Questions RNN_Encoder and LinearDecoder

Re: RNN_Encoder

  1. Why the forward() method return both raw_outputs and outputs? The two lists contain the same data with the exception of the application of dropout to outputs. Why do we even return raw_inputs?

Re: LinearDecoder

  1. Why does the forward() method return result, raw_outputs, outputs? It seems like result is all that is needed but there again is both raw_outputs and outputs. I can’t understand why the last two items are needed nor how our loss function will know to only use the first item in the tuple to compute its score.

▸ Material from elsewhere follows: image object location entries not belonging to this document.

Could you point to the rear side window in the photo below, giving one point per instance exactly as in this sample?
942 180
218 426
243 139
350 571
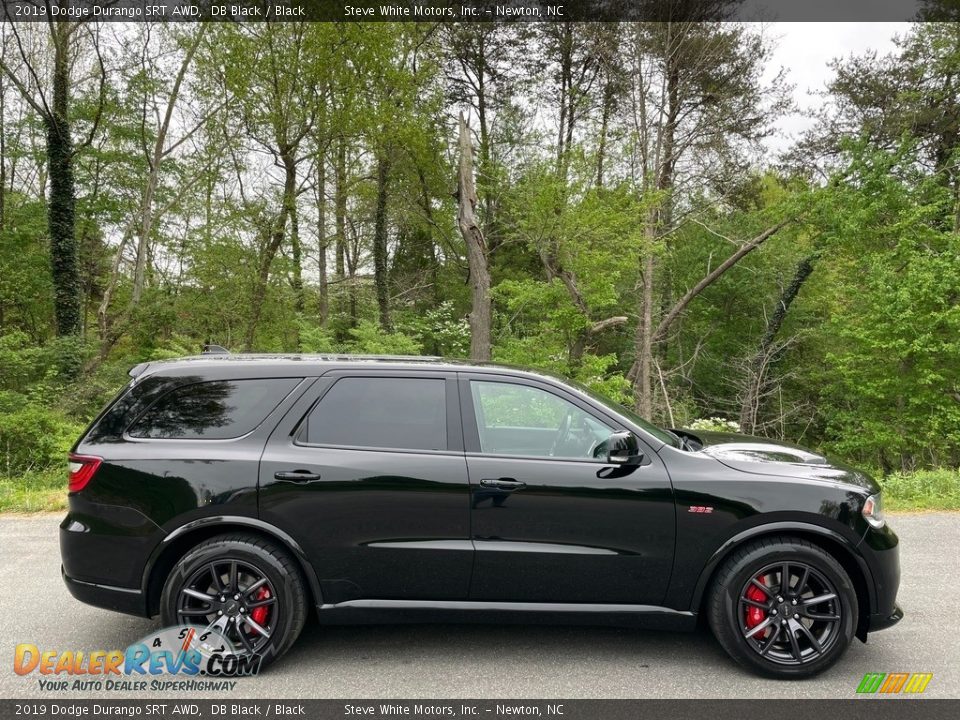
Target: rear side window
215 410
398 413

Oh so happy to see that someone is digging deep into this! :slight_smile:

All 3 bits are used in seq2seq_reg(). I’m not promising they’re used correctly, or not redundantly, but they are at least used!.. This is largely stolen from Smerity’s AWD LSTM so that’s the place to look for more details about the regularization here.

If after looking there anything is unclear or looks wrong, please let me know, since this code hasn’t had a 2nd pair of eyes on it before…

Might be this is the relevant paper?

Putting it in my Mendeley to find out :slight_smile:

Yes that’s the one. Also check their AWD LSTM code on github.

Ah ok … will take a look as time permits this week.

Do any of you guys know or have recommendations how to debug the framework code whilst running things from jupyter notebooks? Using VSCode as my IDE and would love to find a way to put something akin to a set_trace() statement in the .py file and be able to interactively debug it just like the notebooks.

set_trace works fine in the .py files when used from notebooks. Not sure I’m following your question…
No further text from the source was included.